October 23, 2012 (PLANSPONSOR.com) – A study suggests defined contribution (DC) plans could improve retirement outcomes for participants by adopting practices developed by defined benefit (DB) plans and other institutional investors.
“The Path Forward: Importing Winning DB Strategies into DC Plans,” the third installment of Northern Trust's research series on the future of DC plans, pinpoints best practices from investment models used by pension plans, endowments and foundations, and identifies how they can be implemented by DC plans to improve retirement outcomes for participants. Executing a more disciplined investment approach, designing more efficient fee structures and encouraging participants to maintain their assets in the plan structure after retirement would all help to improve results in DC plans, Northern Trust found, but the survey also identified hurdles to implementing these practices, including resistance to perceived changes to benefits and concerns over fiduciary liability.

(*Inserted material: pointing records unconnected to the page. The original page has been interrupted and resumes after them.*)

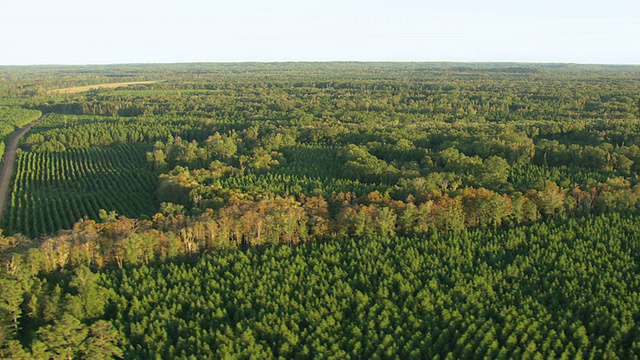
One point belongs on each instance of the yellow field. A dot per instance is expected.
(77, 89)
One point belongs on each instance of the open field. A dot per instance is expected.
(79, 89)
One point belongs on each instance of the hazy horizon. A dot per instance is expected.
(72, 32)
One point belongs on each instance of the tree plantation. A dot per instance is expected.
(322, 210)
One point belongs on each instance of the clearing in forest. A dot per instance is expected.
(79, 89)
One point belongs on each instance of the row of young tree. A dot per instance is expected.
(559, 289)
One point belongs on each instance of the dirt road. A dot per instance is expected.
(9, 161)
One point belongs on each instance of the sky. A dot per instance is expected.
(168, 31)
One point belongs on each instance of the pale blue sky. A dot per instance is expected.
(136, 31)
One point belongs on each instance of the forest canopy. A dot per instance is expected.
(351, 210)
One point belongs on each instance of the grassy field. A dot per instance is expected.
(79, 89)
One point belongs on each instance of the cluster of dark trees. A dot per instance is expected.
(302, 210)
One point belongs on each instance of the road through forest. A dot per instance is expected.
(9, 161)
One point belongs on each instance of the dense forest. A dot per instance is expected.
(326, 210)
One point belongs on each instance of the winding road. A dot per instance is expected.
(9, 161)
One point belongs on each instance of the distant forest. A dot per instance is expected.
(322, 210)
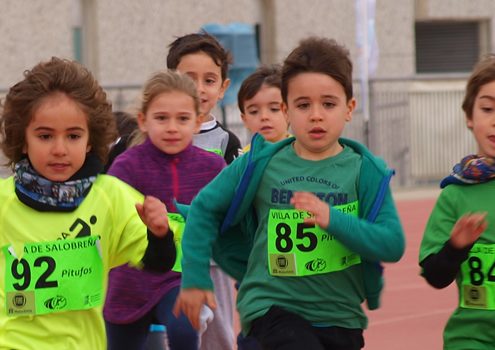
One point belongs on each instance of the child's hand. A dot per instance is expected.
(309, 202)
(190, 301)
(468, 229)
(154, 215)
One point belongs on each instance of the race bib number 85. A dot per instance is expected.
(299, 249)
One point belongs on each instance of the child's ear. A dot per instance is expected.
(351, 105)
(285, 110)
(469, 123)
(224, 87)
(141, 118)
(199, 121)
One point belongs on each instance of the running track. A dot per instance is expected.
(413, 314)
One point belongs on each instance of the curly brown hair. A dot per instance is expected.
(269, 75)
(318, 55)
(45, 79)
(199, 42)
(483, 73)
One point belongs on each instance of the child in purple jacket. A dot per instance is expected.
(166, 165)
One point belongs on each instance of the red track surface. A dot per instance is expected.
(413, 314)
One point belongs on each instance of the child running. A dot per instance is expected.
(305, 228)
(201, 56)
(260, 102)
(166, 165)
(62, 225)
(459, 238)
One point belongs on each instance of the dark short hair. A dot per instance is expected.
(483, 73)
(265, 75)
(319, 55)
(46, 79)
(199, 42)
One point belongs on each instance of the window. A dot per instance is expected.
(448, 47)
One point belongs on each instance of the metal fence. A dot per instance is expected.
(415, 125)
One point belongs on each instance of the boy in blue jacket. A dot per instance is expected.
(306, 227)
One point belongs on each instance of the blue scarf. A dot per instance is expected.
(65, 196)
(472, 169)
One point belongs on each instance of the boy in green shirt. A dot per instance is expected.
(459, 239)
(306, 227)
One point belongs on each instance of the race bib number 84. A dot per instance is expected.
(478, 283)
(54, 276)
(299, 249)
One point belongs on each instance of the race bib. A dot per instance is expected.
(299, 249)
(478, 278)
(176, 222)
(54, 276)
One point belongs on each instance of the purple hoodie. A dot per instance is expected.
(132, 292)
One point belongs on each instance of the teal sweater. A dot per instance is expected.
(221, 220)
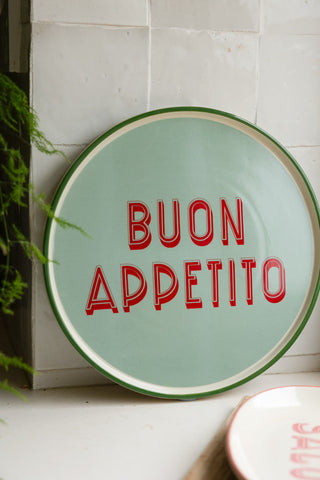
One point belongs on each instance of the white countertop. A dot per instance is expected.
(109, 432)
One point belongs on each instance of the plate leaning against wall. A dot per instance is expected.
(200, 266)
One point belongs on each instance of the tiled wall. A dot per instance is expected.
(94, 64)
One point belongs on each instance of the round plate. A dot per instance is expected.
(199, 269)
(276, 435)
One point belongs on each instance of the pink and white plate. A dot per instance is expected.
(275, 435)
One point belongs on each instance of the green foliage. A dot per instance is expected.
(18, 129)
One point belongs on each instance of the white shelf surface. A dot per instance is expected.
(108, 432)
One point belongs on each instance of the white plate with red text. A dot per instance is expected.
(275, 435)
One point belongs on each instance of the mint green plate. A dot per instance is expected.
(201, 264)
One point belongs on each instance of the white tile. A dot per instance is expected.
(216, 70)
(289, 100)
(308, 342)
(234, 15)
(292, 16)
(86, 79)
(107, 12)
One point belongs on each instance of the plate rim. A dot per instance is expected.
(56, 198)
(239, 410)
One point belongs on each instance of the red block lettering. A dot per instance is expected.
(174, 240)
(226, 217)
(215, 265)
(192, 280)
(249, 264)
(274, 297)
(300, 428)
(161, 297)
(232, 283)
(130, 299)
(205, 239)
(94, 303)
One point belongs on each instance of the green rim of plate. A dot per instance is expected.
(50, 221)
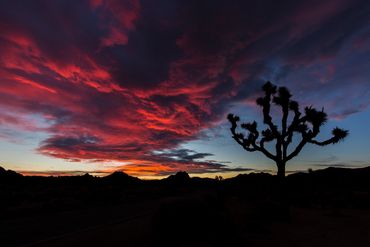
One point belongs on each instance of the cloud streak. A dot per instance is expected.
(127, 80)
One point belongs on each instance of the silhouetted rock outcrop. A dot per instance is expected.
(9, 175)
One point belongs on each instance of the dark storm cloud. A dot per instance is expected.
(119, 80)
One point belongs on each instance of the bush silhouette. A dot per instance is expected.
(307, 125)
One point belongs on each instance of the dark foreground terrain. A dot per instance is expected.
(329, 207)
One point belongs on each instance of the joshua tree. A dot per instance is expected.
(307, 125)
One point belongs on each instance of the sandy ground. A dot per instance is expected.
(131, 225)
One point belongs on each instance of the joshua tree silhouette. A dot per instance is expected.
(307, 125)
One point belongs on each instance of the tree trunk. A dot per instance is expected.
(281, 169)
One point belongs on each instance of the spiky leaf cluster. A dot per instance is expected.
(306, 124)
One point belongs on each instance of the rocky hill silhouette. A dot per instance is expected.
(185, 211)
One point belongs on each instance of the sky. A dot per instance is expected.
(144, 87)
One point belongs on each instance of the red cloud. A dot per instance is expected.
(121, 80)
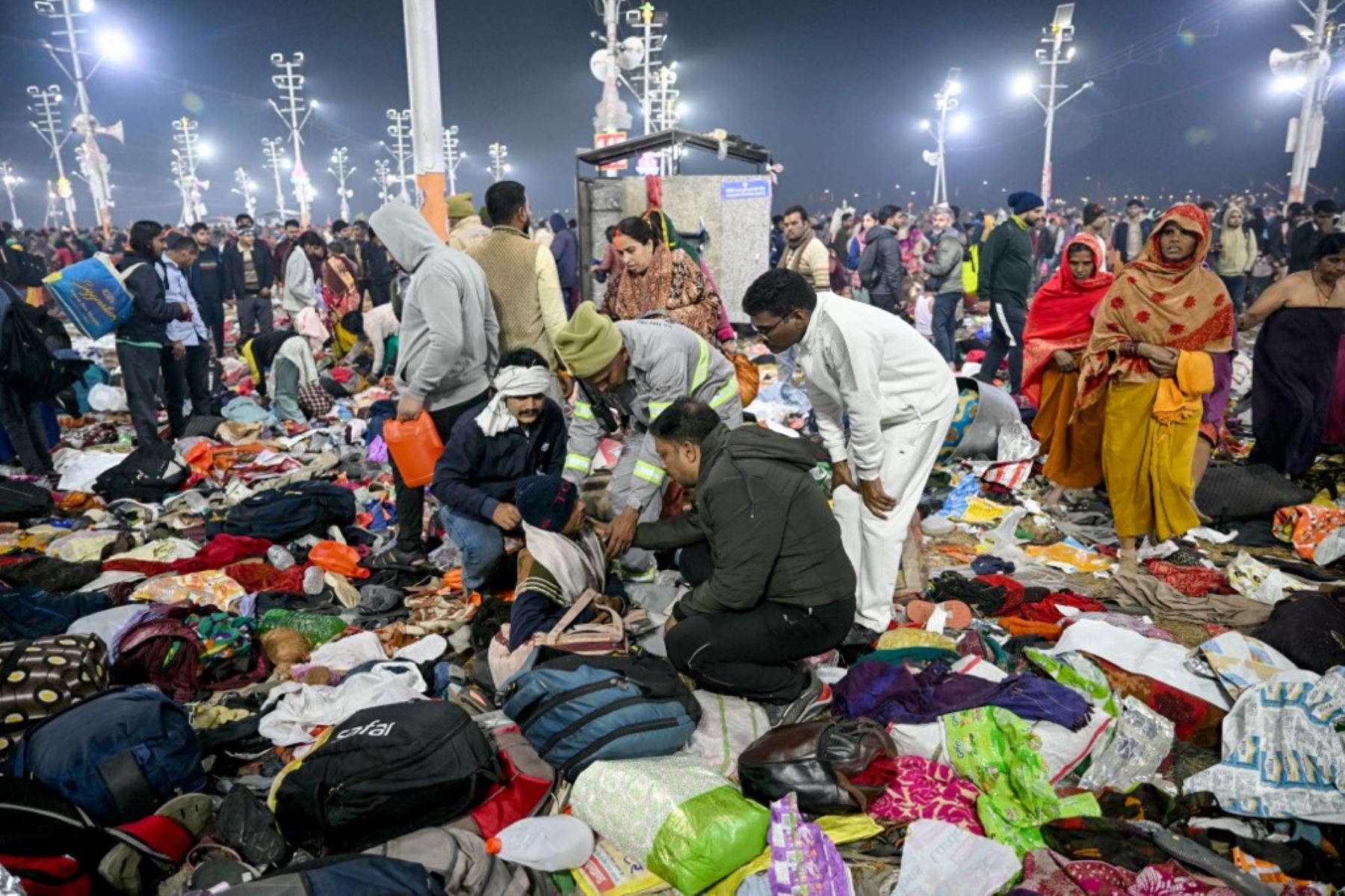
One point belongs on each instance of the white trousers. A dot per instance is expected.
(874, 546)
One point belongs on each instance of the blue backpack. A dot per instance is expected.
(578, 709)
(119, 755)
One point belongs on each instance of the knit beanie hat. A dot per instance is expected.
(588, 342)
(460, 205)
(1025, 201)
(545, 502)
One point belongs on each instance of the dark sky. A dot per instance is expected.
(834, 89)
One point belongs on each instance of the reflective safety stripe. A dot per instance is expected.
(649, 472)
(726, 393)
(702, 366)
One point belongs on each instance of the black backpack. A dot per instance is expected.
(147, 474)
(27, 365)
(289, 513)
(383, 773)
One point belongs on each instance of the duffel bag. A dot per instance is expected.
(40, 677)
(578, 709)
(92, 294)
(815, 761)
(284, 514)
(117, 755)
(383, 773)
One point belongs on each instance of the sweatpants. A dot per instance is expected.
(22, 421)
(140, 366)
(874, 546)
(410, 502)
(1005, 339)
(253, 311)
(188, 377)
(756, 654)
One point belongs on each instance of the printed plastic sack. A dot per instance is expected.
(679, 820)
(92, 294)
(728, 726)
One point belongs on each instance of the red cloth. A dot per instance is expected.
(1062, 316)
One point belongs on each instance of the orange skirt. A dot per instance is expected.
(1074, 451)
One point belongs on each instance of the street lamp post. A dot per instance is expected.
(11, 181)
(338, 170)
(401, 134)
(1056, 35)
(47, 124)
(295, 114)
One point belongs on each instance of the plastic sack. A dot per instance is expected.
(339, 559)
(679, 820)
(939, 857)
(92, 295)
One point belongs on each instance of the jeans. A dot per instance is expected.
(482, 546)
(758, 653)
(140, 366)
(410, 502)
(947, 315)
(1237, 287)
(1005, 339)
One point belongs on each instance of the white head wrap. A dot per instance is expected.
(511, 383)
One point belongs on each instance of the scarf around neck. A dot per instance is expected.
(1173, 304)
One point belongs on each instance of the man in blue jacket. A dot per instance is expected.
(518, 433)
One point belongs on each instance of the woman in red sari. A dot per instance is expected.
(1057, 330)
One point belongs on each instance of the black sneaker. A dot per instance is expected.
(814, 701)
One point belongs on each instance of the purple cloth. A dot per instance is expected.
(1294, 366)
(894, 694)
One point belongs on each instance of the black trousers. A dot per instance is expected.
(410, 502)
(23, 424)
(186, 377)
(140, 366)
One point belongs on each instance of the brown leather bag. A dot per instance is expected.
(815, 761)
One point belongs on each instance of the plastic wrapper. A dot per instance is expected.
(679, 820)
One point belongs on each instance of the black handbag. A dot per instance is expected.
(815, 761)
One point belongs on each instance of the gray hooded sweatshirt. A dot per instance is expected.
(450, 339)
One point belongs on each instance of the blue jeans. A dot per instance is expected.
(482, 546)
(947, 314)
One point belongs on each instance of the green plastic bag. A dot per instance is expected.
(679, 820)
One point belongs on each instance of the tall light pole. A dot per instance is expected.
(944, 101)
(452, 158)
(401, 134)
(338, 170)
(46, 112)
(294, 111)
(188, 155)
(97, 167)
(11, 181)
(1308, 72)
(275, 151)
(1055, 35)
(245, 188)
(499, 152)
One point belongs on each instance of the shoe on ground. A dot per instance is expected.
(814, 701)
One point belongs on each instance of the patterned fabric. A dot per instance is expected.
(918, 788)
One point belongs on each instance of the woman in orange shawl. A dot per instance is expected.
(1149, 354)
(661, 282)
(1059, 327)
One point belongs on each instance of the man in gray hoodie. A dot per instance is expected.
(448, 346)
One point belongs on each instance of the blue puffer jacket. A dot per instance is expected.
(477, 474)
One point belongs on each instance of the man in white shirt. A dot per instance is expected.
(899, 395)
(186, 358)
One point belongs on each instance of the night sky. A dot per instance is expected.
(834, 89)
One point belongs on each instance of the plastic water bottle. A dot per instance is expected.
(314, 580)
(553, 842)
(279, 557)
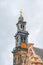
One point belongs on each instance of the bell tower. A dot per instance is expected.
(21, 37)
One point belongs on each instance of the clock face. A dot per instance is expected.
(23, 45)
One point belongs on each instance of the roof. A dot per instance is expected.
(39, 52)
(22, 32)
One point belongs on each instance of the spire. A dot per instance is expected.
(21, 13)
(21, 17)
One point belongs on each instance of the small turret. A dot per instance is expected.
(21, 17)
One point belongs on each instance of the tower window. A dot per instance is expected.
(17, 39)
(21, 39)
(24, 39)
(21, 26)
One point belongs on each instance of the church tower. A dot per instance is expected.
(21, 37)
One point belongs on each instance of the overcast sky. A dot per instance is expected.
(9, 13)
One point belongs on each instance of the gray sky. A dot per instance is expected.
(9, 13)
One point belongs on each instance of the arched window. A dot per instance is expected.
(21, 25)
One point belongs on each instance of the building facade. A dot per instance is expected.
(23, 54)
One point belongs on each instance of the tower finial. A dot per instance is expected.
(21, 12)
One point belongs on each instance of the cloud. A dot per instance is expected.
(9, 13)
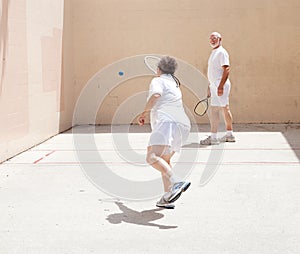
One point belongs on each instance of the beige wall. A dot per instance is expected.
(261, 36)
(31, 45)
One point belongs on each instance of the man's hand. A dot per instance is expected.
(141, 119)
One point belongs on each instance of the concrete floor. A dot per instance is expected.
(89, 191)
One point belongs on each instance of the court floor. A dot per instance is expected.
(89, 190)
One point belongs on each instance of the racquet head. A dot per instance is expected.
(151, 62)
(201, 107)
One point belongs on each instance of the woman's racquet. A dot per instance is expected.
(152, 62)
(201, 107)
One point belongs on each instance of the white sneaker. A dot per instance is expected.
(176, 190)
(228, 138)
(162, 203)
(209, 141)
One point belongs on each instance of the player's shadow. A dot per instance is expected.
(193, 145)
(143, 218)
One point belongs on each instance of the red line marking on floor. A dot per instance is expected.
(40, 159)
(142, 163)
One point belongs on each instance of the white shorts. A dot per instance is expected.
(219, 101)
(169, 134)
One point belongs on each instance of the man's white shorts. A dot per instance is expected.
(219, 101)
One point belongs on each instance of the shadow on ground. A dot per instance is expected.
(143, 218)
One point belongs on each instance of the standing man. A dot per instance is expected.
(218, 90)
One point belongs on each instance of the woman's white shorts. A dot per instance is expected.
(169, 134)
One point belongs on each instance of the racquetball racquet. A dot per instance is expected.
(151, 62)
(201, 107)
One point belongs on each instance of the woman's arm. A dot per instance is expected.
(149, 105)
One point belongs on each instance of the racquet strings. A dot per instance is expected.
(201, 107)
(152, 62)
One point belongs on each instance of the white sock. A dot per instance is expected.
(174, 179)
(213, 135)
(229, 133)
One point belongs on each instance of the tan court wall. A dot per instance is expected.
(262, 37)
(30, 73)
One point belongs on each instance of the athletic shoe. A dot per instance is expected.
(228, 138)
(162, 203)
(176, 190)
(209, 141)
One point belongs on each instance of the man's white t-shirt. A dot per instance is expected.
(218, 58)
(169, 107)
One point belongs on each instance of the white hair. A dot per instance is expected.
(218, 35)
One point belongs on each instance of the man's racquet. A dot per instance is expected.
(201, 107)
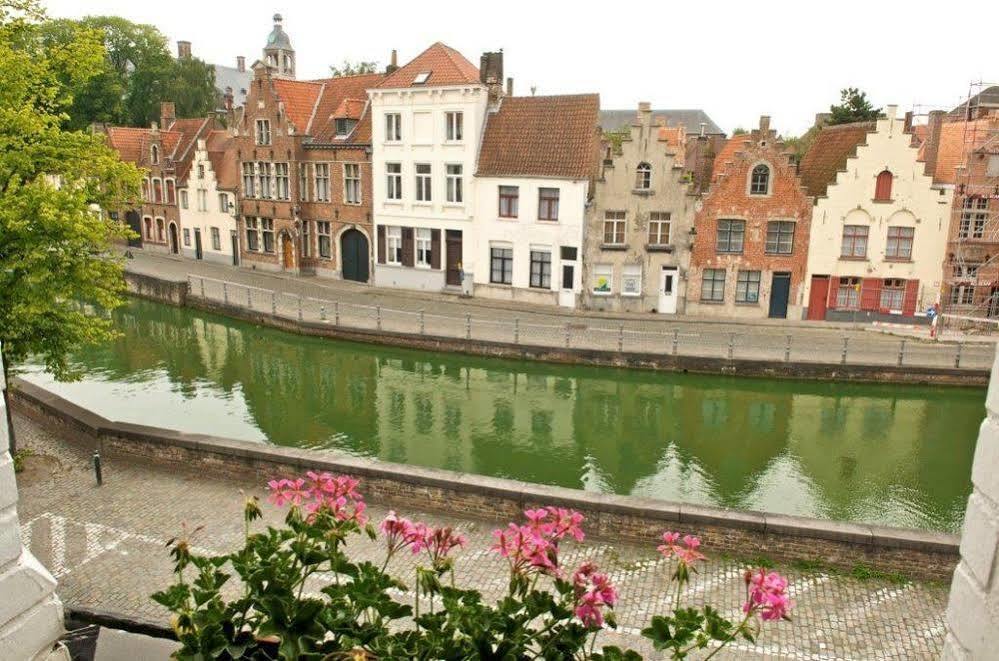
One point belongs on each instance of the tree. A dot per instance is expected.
(56, 261)
(348, 68)
(853, 107)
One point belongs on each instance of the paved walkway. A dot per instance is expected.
(106, 547)
(764, 339)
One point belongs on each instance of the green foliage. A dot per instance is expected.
(55, 260)
(853, 107)
(348, 68)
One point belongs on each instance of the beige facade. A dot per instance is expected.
(637, 246)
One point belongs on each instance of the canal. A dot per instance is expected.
(897, 455)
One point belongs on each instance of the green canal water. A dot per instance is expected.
(898, 455)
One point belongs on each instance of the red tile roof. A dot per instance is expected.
(445, 65)
(828, 154)
(543, 136)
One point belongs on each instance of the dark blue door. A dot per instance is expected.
(780, 291)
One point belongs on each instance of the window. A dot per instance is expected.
(252, 234)
(643, 176)
(393, 241)
(352, 183)
(423, 247)
(759, 182)
(249, 183)
(882, 188)
(659, 228)
(713, 285)
(548, 203)
(323, 231)
(541, 269)
(267, 229)
(509, 201)
(854, 241)
(780, 237)
(454, 185)
(603, 279)
(454, 121)
(282, 180)
(393, 174)
(899, 243)
(263, 133)
(973, 216)
(393, 127)
(322, 182)
(731, 234)
(848, 293)
(502, 266)
(631, 280)
(891, 294)
(423, 193)
(747, 287)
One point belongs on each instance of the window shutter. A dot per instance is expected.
(909, 297)
(435, 249)
(407, 246)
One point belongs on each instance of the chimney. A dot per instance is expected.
(168, 113)
(932, 145)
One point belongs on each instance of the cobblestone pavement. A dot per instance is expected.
(105, 545)
(763, 339)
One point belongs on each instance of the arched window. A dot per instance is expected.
(643, 176)
(759, 183)
(882, 189)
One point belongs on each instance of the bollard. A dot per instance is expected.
(97, 468)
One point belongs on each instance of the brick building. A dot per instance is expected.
(751, 233)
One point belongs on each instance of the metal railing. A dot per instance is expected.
(762, 343)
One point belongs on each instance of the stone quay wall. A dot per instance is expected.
(916, 554)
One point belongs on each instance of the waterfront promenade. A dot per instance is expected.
(106, 546)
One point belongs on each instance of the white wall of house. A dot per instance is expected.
(204, 213)
(526, 233)
(915, 203)
(424, 141)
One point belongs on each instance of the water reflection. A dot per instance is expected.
(898, 455)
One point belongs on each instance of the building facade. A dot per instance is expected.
(533, 182)
(426, 121)
(752, 232)
(638, 227)
(879, 225)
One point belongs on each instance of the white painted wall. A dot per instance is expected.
(30, 612)
(193, 218)
(526, 233)
(915, 203)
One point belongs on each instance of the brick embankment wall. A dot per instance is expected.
(918, 554)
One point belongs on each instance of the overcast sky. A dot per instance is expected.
(735, 60)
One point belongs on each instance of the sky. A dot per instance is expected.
(735, 60)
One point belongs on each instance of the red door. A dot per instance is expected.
(817, 298)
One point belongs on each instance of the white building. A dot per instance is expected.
(427, 120)
(208, 202)
(536, 165)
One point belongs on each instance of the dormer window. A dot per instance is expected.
(759, 183)
(643, 177)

Nearly 70% of plan sponsors interviewed are optimistic that DC plans are capable of providing sufficient retirement income to working Americans. However, respondents also believe that DC plans could improve their chances of participant success by importing winning strategies from institutional investors, including:
- Investment Approach: Establish a streamlined investment menu that includes simplified pre-mixed default options, access to alternatives and cost effective investment strategies.
- Fee Structure: Minimize overall participant cost by utilizing institutional investment vehicles, maximizing the plan scale, conducting regular fee benchmarking and reducing or eliminating revenue sharing.
- Governance: Dedicate appropriate resources and attention in proportion to DC assets invested, create efficient decisionmaking process and be mindful of fiduciary liability.
- Decumulation: Enhance the plan’s decumulation strategy by providing education about distribution options, offering appropriate asset preservation and income generating investment products, and maintaining an ongoing dialogue with retirees.
- Communication: Maintain lifetime engagement with participants through personalized communications clearly focused on specific outcomes.